SVM Releases List of Five Tests or Procedures Physicians and Patients Should Question Through Choosing Wisely Campaign
Deerfield, IL -- The Society for Vascular Medicine has released a list of "Five Things Physicians and Patients Should Question" in vascular medicine as part of the Choosing Wisely® campaign, led by the ABIM Foundation. The list identifies five targeted, evidence-based recommendations that can support physicians and patients in making wise choices about their care.
Five Things Physicians and Patients Should Question
- Don't do work up for clotting disorder (order hypercoagulable testing) for patients who develop first episode of deep vein thrombosis (DVT) in the setting of a known cause.
- Don't reimage DVT in the absence of a clinical change.
- Avoid cardiovascular testing for patients undergoing low-risk surgery.

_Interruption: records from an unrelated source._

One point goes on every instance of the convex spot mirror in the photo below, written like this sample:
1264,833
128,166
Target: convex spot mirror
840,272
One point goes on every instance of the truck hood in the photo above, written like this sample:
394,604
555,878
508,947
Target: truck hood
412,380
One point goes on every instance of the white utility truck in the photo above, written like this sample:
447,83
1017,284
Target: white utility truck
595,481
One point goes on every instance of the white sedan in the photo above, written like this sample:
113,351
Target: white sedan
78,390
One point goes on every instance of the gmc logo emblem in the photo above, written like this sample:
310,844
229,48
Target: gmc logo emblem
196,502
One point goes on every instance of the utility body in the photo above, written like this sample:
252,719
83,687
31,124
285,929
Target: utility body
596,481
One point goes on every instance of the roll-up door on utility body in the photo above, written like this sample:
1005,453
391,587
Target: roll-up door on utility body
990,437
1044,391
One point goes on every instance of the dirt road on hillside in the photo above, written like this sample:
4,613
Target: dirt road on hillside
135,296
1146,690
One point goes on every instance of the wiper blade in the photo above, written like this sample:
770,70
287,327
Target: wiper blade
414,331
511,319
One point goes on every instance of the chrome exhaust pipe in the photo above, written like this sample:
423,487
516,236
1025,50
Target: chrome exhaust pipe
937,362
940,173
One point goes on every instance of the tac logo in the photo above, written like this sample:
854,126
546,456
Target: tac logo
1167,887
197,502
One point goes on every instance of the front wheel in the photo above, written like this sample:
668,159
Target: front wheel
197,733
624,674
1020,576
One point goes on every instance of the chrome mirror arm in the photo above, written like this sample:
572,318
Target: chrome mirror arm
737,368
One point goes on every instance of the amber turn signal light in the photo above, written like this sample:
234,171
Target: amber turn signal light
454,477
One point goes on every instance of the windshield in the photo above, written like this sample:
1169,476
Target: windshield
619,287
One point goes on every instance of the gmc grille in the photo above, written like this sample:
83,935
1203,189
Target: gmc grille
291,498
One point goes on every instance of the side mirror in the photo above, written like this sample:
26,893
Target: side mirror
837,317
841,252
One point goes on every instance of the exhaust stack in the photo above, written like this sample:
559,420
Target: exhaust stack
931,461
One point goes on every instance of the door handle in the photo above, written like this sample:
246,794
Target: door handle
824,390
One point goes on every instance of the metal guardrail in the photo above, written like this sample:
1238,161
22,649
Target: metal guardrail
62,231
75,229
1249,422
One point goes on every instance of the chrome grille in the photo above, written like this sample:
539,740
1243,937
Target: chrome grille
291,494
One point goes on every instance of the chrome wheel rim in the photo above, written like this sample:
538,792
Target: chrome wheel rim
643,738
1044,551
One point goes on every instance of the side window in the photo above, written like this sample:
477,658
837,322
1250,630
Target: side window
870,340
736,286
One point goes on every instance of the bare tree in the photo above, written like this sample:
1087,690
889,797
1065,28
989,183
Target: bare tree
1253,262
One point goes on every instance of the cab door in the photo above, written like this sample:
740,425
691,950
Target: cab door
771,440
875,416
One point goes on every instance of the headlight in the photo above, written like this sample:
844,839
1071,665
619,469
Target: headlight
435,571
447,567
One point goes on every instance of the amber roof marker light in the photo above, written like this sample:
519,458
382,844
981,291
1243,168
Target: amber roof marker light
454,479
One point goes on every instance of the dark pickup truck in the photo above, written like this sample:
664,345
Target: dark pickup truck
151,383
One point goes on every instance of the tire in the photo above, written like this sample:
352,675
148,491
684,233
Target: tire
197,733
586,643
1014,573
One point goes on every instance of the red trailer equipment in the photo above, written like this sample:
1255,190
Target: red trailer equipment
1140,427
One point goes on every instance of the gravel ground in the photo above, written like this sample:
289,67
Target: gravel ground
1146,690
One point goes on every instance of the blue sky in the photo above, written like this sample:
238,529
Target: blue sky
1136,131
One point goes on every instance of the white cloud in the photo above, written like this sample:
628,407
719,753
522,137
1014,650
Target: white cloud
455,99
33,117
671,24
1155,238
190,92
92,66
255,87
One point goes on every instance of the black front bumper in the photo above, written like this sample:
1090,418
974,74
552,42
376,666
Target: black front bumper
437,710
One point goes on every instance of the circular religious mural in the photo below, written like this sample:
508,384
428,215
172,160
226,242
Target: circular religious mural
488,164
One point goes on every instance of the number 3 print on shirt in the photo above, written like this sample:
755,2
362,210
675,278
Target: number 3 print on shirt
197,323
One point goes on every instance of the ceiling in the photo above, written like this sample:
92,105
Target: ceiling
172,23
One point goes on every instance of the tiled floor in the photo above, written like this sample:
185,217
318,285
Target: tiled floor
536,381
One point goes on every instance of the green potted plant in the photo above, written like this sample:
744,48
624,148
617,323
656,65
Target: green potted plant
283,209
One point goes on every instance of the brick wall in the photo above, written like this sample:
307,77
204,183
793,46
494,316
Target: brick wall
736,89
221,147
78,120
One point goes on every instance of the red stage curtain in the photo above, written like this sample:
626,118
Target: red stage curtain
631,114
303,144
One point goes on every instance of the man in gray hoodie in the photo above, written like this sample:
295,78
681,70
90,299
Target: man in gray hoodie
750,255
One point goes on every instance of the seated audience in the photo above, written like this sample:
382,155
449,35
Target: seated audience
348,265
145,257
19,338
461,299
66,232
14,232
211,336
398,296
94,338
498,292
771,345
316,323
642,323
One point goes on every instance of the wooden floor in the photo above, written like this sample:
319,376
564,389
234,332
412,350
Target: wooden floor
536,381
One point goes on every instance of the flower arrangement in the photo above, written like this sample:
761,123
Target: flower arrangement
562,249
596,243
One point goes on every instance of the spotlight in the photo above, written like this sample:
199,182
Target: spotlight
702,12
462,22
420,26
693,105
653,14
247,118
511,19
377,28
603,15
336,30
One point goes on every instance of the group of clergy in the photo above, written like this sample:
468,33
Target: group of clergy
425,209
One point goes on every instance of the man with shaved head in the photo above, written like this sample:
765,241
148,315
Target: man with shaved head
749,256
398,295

- Refrain from percutaneous or surgical revascularization of peripheral artery stenosis in patients without claudication or critical limb ischemia.
- Don't screen for renal artery stenosis in patients without resistant hypertension and with normal renal function, even if known atherosclerosis is present.
See the SVM Web site at www.vascularmed.org/choosing for more information.
"One of our society's core missions is to promote optimal standards of care in the diagnosis and treatment of vascular disease. Through this innovative partnership with the ABIM Foundation, Consumer Reports and Choosing Wisely, we are able to contribute to this goal by hopefully improving both awareness and action at the physician and patient level," said James Froehlich, MD, MPH, FSVM, president-elect of SVM.
SVM looked to its Board of Trustees and members to develop the list of five things physicians and patients should question. Suggestions from SVM members were solicited. A committee, consisting of four members of the Board of Trustees, narrowed an initial list down to seven recommendations. The full Board of Trustees voted on the recommendations using the Delphi method of choice, arriving at the five that became SVM's list as part of the Choosing Wisely® campaign.
The facts driving the Choosing Wisely effort are well known: The current way we deliver health care in America contains too much waste in the form of inappropriate tests or procedures that do not benefit patients, and may cause harm. According to a recent report from the Institute of Medicine, up to 30 percent of health care delivered in the United States is duplicative or unnecessary. Providers and economists agree that this is unsustainable and threatens America's ability to provide the highest quality of care possible to all patients.
While SVM has taken a bold step in identifying and developing the list, our work doesn't stop here. Over the coming months and years, SVM will work with the ABIM Foundation, Consumer Reports and a variety of Choosing Wisely campaign stakeholders to raise awareness of these lists and make them accessible to patients and the public.
About the Society for Vascular Medicine (SVM)
The Society for Vascular Medicine is a professional organization founded in 1989 to improve the integration of vascular biological advances into medical practice, and to maintain high standards of clinical vascular medicine. The Society is distinguished by its emphasis on clinical approaches to vascular disorders.